Now in this period I did not play much, neither I modified my AIs during pauses, still I was impressed that when I played from time to time, meeting top20 players, I was able to hold the ground instead of just losing. Checking other players seems to confirm that, for example Tralalo did not play much between February and March and still holds his spot every time he plays again.
Of course after a while one changes little stuff, but the point is that "the first impact after a long pause is not devastating".
So, it seems that nullpointer was more near to the truth for the observations made.
Still I have the below ideas about evolution of player strength.
Given a range for scores (1), say 1000 as the first score and 2000 as the maximum score, and the current tiered leagues (there are 7) with XP levels (there are 7) to unlock bot classes and AI controls. Assuming that the top 2 players are around 2000 points, top 5 around 1900, top 10 around 1800, top 20 around 1700. I would say the following.
- from match 1 to 150 one is still discovering the basic qualities and weaknesses of bot classes and basic functions of AI controls.
- after match 150
-- up to 1400 score points: the player has still to work out the basic structure of his AI (whatever is a generalized AI, a generalized AI per bot class or specialized per map and bot class).

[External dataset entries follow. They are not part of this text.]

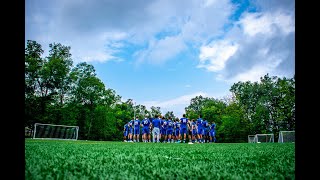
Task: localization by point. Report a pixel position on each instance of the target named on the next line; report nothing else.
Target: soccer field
(63, 159)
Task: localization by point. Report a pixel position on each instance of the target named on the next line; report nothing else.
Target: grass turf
(62, 159)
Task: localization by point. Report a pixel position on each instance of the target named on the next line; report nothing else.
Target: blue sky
(165, 52)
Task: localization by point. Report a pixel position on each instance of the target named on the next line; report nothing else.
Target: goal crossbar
(55, 132)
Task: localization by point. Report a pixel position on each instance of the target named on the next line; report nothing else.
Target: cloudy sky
(165, 52)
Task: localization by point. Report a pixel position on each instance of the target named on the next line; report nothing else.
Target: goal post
(286, 136)
(264, 138)
(53, 131)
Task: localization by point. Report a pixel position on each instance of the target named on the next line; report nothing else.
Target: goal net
(264, 138)
(286, 136)
(251, 138)
(52, 131)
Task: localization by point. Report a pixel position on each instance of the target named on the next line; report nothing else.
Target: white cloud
(161, 50)
(89, 26)
(265, 23)
(264, 43)
(214, 56)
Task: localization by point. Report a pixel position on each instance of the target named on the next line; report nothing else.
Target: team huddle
(163, 130)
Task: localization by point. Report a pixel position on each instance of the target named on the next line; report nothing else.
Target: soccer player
(146, 129)
(205, 127)
(177, 126)
(193, 130)
(183, 127)
(169, 129)
(130, 136)
(136, 130)
(156, 123)
(164, 129)
(189, 131)
(212, 132)
(200, 129)
(125, 131)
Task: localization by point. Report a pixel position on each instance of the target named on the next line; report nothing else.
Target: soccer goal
(264, 138)
(251, 138)
(52, 131)
(286, 136)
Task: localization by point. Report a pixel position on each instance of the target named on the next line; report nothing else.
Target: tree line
(59, 92)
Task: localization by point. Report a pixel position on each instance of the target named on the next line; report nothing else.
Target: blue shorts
(183, 130)
(169, 131)
(146, 130)
(194, 132)
(136, 131)
(200, 131)
(164, 131)
(177, 132)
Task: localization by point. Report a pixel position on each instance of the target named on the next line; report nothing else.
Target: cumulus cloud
(214, 56)
(262, 42)
(98, 30)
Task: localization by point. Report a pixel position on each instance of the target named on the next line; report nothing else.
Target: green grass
(60, 159)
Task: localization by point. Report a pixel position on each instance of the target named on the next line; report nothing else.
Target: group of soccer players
(169, 130)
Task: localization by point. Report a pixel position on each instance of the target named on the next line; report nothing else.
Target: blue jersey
(156, 122)
(136, 123)
(170, 124)
(199, 123)
(212, 127)
(146, 123)
(130, 124)
(165, 124)
(193, 125)
(205, 124)
(177, 125)
(126, 127)
(184, 122)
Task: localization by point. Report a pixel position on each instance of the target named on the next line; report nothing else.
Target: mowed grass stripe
(56, 159)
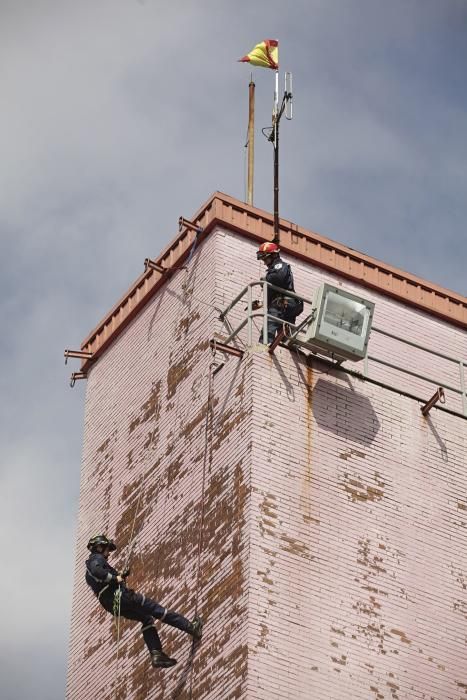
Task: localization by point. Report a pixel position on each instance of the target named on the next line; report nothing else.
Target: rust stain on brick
(460, 606)
(305, 500)
(342, 661)
(402, 636)
(359, 492)
(179, 371)
(150, 409)
(294, 546)
(351, 453)
(185, 323)
(263, 637)
(229, 421)
(104, 446)
(199, 418)
(175, 471)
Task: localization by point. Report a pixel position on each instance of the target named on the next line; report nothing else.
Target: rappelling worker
(107, 583)
(280, 275)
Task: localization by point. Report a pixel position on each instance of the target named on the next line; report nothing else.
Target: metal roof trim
(223, 210)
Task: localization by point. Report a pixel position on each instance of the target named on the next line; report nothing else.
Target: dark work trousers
(135, 606)
(284, 313)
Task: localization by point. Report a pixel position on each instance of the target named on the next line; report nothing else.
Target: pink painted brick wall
(331, 529)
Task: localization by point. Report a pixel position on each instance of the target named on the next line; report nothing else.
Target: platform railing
(295, 329)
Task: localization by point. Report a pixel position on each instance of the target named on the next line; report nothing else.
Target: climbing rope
(116, 608)
(207, 458)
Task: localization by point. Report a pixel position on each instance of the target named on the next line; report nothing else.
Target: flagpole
(275, 144)
(251, 140)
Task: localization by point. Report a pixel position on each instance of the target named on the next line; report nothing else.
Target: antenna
(288, 89)
(273, 137)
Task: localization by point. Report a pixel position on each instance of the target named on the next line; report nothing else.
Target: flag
(265, 55)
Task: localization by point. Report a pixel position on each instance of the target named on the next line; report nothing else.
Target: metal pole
(464, 395)
(265, 312)
(276, 117)
(276, 181)
(251, 140)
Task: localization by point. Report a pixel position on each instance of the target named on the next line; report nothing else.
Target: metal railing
(252, 313)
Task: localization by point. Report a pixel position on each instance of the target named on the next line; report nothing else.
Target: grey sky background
(116, 117)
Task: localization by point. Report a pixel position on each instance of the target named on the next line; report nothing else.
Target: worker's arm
(278, 275)
(99, 568)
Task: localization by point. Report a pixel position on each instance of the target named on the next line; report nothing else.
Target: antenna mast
(251, 140)
(286, 105)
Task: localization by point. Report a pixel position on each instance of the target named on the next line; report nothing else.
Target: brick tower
(308, 511)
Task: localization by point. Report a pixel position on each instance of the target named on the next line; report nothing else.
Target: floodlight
(341, 324)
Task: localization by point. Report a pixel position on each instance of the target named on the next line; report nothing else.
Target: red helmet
(267, 249)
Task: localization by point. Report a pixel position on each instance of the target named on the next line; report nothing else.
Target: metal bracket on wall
(80, 354)
(438, 396)
(222, 347)
(185, 223)
(152, 265)
(75, 376)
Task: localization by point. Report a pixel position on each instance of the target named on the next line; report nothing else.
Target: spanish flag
(265, 55)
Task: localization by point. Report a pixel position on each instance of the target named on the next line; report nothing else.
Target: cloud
(120, 115)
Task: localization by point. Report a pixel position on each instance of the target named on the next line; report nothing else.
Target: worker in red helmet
(105, 581)
(280, 275)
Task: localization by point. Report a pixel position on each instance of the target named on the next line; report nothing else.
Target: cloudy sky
(116, 117)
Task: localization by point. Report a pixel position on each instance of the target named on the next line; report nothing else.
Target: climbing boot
(196, 628)
(161, 660)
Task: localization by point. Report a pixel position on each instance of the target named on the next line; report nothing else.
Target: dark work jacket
(280, 274)
(99, 573)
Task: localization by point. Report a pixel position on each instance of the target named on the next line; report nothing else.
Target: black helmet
(102, 540)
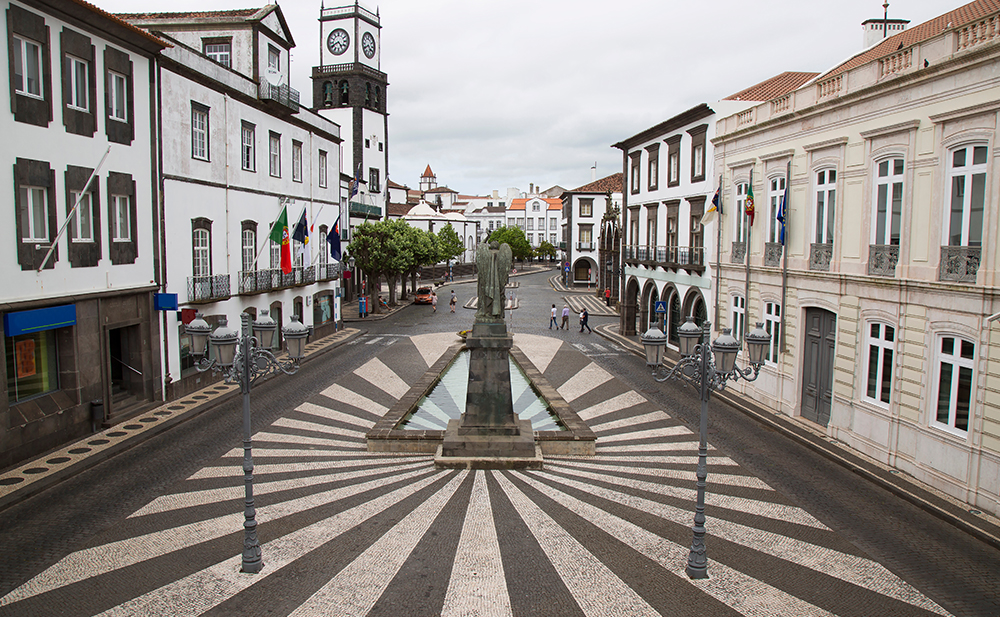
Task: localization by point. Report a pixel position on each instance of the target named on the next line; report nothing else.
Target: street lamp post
(242, 359)
(705, 373)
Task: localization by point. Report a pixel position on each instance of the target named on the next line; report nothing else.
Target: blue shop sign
(49, 318)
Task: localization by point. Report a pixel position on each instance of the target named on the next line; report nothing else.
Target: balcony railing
(882, 259)
(739, 253)
(675, 257)
(283, 95)
(820, 256)
(959, 263)
(207, 288)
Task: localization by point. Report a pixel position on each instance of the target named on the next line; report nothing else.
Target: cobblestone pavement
(348, 532)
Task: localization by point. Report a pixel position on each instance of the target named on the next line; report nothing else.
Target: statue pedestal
(489, 435)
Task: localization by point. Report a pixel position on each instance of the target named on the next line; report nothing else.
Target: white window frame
(772, 325)
(248, 147)
(199, 133)
(118, 97)
(825, 202)
(201, 243)
(968, 173)
(954, 360)
(322, 169)
(776, 188)
(296, 161)
(79, 71)
(22, 79)
(739, 226)
(34, 201)
(121, 224)
(220, 52)
(880, 340)
(249, 247)
(274, 154)
(739, 316)
(84, 213)
(887, 200)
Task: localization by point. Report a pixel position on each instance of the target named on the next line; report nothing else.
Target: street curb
(214, 397)
(954, 514)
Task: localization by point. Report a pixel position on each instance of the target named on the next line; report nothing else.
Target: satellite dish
(274, 77)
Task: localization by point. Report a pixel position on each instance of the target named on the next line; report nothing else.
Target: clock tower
(349, 88)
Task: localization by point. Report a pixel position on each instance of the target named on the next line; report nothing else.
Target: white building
(582, 218)
(236, 149)
(884, 304)
(78, 324)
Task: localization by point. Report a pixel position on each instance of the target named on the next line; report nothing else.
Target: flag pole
(746, 298)
(718, 253)
(69, 217)
(784, 252)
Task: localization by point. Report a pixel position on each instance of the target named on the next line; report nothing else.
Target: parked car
(423, 296)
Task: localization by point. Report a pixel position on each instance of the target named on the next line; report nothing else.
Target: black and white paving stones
(348, 532)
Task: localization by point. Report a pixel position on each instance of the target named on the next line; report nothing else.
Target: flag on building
(301, 235)
(334, 239)
(716, 210)
(781, 215)
(279, 235)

This means: the player did not yet define in a stable way how his bots should behave in attack, retreat, resource capture, and so on. From time to time the player makes quite big changes for certain behaviors.
-- 1400-1600 points: the player has a basic structure, but now it starts to be complicated because games against stronger or equal players are now decided by smaller differences, or optimizations. This means that the general behavior from the AI when the player was 1400 is not so different, but some small changes in nodes, filters and priorities helps a lot in terms of results.
-- 1600-1700 points: the player starts to have the first useful subtle optimizations to hold his ground. So, once again, the basic behavior of the bot is there since the player left 1400 points, but now it is more refined to handle specific situations instead of the generic case.
-- 1700-1800 points: even more optimizations and this is the level, in my idea, that can consistently snatch points from the top10.
-- 1800-2000 points: way more optimizations than before, but, and this is my idea that so far did not hold the observations, I thought that the continuous competition between players 1700+ would produce more and more optimizations for particular cases and/or increasing efficiency in scoring balls or pushing or damaging the enemy. This means, in my idea, that a top 10 player not playing for a week, would be at least 300 games of experience behind the current optimizations. Therefore losing a lot of ground before catching up and going back to his previous spot.
End of the exposition of my ideas about evolution of player (if it is not clear, ask!).
Anyway, this seems not valid. At least for the check that I did, through the stats page or personal experience, it seems that top 10 players not playing for more than a week (and likely not editing their AI during the pause) just hold the ground without losing a lot of points. Surely they lose a bit more than before, but still not horribly, before catching up.
Why is it so? I do not even have partial answers at the moment. What do you think about it?
(1) If one does not set a range, scores are meaningless because while the starting score is still the same as in November 2016 (1000), the top scores are increasing.